One-dimensional (1D) resolution of water-soluble proteins from the leaf apoplast of cowpea. Separation was carried out by BN-PAGE using a 12% to 20% (w/v) gradient gel. PODs were detected by staining with 20 mm Guaiacol+0.01% (w/w) H₂O₂ (A) and total protein with colloidal Coomassie Blue (B). The numbers above the gels indicate duration of the Mn treatment (in days); numbers on the right indicate molecular masses of proteins.

Figure 6.

2D resolution of water-soluble proteins from the leaf apoplast of cowpea by BN/SDS-PAGE. PODs were detected by staining with 20 mm guaiacol + H₂O₂ (i) and total proteins with colloidal Coomassie Blue (ii and second dimension).

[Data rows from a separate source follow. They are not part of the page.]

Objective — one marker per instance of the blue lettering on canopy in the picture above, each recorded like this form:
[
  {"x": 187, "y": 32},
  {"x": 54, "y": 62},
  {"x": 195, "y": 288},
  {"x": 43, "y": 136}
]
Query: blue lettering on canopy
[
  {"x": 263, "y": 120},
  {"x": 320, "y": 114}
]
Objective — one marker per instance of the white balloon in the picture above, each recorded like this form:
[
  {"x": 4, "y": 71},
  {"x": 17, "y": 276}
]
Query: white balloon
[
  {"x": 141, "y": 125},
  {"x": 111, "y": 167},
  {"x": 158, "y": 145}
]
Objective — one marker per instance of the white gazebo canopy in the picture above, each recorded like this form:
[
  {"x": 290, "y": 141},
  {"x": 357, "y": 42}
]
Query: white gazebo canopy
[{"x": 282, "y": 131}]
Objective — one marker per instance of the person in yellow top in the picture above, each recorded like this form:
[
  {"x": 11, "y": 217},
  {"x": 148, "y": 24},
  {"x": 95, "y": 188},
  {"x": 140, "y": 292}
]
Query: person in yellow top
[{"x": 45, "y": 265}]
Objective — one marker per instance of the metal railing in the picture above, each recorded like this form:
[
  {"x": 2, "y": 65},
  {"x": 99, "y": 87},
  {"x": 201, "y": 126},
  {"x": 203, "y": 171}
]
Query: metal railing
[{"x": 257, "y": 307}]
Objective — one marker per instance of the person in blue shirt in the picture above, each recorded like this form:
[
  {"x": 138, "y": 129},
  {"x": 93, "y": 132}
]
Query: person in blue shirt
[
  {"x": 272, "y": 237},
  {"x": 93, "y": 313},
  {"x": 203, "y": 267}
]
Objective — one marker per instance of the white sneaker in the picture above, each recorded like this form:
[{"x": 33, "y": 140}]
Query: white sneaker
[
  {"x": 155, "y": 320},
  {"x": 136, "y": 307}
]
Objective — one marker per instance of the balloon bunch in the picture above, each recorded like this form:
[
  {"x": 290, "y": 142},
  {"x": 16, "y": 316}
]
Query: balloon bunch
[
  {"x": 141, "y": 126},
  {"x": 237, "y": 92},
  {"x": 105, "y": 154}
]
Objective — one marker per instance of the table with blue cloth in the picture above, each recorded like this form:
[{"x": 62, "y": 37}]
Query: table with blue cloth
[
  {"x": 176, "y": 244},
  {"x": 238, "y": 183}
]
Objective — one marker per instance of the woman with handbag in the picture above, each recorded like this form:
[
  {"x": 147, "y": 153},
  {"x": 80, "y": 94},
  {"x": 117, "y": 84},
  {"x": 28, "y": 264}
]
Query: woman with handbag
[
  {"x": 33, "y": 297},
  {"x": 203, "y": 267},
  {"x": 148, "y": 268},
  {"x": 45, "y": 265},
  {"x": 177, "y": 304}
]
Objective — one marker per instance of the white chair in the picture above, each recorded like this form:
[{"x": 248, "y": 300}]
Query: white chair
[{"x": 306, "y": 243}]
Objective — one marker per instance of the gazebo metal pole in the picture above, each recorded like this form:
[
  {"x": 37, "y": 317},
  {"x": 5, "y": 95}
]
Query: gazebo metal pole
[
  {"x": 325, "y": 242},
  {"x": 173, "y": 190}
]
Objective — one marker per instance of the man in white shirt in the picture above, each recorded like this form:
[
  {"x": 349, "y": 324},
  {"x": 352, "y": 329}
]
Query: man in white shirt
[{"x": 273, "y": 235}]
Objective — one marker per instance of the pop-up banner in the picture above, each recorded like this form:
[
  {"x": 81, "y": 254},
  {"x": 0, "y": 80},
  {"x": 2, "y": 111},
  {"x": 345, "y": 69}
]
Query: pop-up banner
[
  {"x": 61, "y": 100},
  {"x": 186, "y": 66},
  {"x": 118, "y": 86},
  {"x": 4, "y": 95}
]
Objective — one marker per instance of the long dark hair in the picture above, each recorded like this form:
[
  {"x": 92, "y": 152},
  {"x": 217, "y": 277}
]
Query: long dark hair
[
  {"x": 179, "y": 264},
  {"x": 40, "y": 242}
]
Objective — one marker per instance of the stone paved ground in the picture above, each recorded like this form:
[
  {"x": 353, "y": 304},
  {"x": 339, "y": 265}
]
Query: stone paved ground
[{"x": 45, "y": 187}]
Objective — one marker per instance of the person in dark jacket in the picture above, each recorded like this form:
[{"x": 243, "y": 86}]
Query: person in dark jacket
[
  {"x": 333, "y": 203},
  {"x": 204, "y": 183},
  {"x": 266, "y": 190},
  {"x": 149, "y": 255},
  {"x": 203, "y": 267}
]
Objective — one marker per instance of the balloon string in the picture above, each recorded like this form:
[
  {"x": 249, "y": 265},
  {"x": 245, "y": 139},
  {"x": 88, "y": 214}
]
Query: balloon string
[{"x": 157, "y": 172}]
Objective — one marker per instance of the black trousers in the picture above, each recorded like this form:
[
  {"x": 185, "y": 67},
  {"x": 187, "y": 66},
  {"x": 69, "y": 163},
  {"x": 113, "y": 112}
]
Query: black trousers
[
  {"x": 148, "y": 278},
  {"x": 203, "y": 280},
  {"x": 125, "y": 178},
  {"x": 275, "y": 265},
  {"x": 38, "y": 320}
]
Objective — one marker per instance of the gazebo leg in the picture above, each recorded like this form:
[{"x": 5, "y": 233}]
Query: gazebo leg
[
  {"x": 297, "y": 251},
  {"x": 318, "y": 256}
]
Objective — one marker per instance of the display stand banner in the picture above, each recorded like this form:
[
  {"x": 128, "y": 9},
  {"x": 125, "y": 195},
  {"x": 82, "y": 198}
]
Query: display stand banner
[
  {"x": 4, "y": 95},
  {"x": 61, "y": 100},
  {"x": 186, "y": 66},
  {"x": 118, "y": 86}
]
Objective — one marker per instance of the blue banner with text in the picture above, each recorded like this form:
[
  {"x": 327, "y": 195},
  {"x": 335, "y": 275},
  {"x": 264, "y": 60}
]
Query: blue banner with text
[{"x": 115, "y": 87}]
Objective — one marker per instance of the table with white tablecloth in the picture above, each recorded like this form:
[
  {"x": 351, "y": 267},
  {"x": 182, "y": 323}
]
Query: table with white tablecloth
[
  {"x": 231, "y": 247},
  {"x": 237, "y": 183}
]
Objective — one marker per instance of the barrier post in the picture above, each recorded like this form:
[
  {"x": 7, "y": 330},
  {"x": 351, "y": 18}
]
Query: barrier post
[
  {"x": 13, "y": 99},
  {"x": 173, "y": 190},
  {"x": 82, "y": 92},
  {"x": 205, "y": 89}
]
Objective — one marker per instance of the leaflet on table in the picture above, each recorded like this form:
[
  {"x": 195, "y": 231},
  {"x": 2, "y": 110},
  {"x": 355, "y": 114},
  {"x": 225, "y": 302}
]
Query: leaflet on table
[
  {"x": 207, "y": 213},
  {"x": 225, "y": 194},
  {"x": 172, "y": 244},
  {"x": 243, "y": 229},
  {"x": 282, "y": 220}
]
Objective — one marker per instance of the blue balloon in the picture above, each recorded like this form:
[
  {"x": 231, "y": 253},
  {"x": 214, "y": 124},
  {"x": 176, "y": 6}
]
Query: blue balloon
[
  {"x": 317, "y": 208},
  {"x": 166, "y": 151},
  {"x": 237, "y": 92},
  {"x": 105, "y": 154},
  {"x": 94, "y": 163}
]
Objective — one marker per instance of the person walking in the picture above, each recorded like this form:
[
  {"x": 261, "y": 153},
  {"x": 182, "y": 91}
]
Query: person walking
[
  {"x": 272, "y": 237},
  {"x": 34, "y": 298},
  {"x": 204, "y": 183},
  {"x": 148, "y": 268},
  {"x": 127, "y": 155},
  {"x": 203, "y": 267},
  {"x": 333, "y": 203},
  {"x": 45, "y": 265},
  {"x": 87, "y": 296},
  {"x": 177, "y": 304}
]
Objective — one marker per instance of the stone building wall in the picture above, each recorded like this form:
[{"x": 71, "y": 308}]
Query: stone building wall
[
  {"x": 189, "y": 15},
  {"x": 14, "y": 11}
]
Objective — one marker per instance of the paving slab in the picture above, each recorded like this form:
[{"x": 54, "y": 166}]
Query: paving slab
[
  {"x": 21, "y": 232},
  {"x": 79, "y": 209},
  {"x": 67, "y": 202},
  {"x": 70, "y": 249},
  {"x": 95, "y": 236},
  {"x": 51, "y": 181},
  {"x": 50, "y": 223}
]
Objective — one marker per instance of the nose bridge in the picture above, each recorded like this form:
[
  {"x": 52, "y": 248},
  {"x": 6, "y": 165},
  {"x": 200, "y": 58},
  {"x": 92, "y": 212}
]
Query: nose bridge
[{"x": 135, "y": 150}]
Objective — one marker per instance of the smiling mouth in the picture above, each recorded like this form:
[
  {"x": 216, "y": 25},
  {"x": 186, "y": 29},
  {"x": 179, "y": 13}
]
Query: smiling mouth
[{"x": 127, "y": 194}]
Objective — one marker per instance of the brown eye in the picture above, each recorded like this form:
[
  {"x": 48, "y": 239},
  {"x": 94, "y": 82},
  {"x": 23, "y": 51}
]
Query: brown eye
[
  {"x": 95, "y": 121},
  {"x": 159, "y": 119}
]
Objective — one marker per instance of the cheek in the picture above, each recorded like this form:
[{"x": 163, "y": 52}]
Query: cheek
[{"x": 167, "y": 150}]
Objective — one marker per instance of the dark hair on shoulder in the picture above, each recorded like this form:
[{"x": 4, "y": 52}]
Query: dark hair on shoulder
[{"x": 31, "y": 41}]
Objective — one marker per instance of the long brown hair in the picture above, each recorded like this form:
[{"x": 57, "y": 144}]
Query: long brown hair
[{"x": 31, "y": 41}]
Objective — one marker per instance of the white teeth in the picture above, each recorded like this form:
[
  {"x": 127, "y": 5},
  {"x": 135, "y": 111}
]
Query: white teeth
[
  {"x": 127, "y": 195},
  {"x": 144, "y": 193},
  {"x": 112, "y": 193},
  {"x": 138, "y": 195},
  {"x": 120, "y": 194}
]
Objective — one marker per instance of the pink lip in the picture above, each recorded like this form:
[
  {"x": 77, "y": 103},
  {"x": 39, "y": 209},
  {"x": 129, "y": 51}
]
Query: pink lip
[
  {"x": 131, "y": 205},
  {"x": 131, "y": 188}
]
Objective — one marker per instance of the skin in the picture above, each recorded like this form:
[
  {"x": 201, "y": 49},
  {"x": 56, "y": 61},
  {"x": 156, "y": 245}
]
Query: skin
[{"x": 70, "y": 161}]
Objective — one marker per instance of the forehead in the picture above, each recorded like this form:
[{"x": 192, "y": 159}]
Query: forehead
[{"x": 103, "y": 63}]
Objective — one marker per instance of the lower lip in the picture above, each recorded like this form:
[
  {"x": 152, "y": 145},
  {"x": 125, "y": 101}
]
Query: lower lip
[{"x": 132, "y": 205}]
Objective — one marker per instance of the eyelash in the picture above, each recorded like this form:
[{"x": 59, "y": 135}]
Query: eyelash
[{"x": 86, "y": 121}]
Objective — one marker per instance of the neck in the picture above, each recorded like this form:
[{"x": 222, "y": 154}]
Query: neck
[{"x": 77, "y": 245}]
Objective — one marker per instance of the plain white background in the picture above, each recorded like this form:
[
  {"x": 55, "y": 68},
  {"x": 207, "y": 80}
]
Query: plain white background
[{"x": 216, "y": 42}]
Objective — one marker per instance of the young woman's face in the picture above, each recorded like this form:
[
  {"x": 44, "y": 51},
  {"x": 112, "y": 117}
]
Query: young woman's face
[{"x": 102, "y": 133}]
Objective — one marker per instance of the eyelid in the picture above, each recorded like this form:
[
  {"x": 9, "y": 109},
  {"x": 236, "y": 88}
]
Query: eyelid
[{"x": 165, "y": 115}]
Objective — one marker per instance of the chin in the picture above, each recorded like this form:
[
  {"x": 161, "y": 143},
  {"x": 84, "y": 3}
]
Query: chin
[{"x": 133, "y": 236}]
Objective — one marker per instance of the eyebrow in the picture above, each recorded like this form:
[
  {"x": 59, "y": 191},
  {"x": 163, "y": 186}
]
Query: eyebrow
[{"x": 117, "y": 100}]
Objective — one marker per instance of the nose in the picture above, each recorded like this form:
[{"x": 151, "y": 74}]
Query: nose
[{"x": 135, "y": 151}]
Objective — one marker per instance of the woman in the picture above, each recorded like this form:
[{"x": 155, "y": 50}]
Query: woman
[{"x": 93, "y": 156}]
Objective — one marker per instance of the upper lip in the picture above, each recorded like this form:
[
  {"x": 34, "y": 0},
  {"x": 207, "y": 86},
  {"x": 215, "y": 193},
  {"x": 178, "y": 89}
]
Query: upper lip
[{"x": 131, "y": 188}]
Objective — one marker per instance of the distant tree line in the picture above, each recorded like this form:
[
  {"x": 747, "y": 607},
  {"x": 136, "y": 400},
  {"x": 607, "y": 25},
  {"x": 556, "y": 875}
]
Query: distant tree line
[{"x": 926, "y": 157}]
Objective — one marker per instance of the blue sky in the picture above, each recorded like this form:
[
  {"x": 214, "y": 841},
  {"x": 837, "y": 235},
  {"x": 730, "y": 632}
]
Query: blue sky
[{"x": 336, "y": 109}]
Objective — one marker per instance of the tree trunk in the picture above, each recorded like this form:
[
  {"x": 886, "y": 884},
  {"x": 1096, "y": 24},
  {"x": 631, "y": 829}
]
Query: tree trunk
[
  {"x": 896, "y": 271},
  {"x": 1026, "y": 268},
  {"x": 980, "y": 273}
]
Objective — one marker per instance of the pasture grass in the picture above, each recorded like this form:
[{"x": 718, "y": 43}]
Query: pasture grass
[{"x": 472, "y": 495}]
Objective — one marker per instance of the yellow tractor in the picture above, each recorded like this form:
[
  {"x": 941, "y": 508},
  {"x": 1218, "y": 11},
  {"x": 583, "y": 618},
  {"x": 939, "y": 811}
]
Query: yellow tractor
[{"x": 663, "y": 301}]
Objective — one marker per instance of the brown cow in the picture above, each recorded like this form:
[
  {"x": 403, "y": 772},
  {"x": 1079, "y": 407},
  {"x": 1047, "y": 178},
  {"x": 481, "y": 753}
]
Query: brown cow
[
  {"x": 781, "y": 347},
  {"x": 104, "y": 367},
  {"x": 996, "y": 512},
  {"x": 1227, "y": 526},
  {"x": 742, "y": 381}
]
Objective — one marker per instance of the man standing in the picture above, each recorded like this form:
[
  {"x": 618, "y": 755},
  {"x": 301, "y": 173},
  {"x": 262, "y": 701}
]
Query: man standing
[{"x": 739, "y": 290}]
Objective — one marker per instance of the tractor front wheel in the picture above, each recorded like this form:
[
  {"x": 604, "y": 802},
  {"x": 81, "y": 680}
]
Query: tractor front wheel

Plants precultured for 13 d were treated with 50 μm Mn for 5 d (B), whereas control plants received 0.2 μm Mn continuously (A). Numbers on the top of the gels indicate the acrylamide concentration, and the numbers on the left indicate molecular masses of proteins. Marked spots were identified by nano LC-MS/MS.

Figure 7.

2D resolution of water-soluble proteins from the leaf apoplast of cowpea by IEF/SDS-PAGE. Plants precultured for 13 d were treated with 50 μm Mn for 5 d (B), whereas control plants received 0.2 μm Mn continuously (A). Numbers on the top of the gels indicate the pH gradient, and the numbers on the left indicate molecular masses of proteins. Marked spots were identified by nano LC-MS/MS.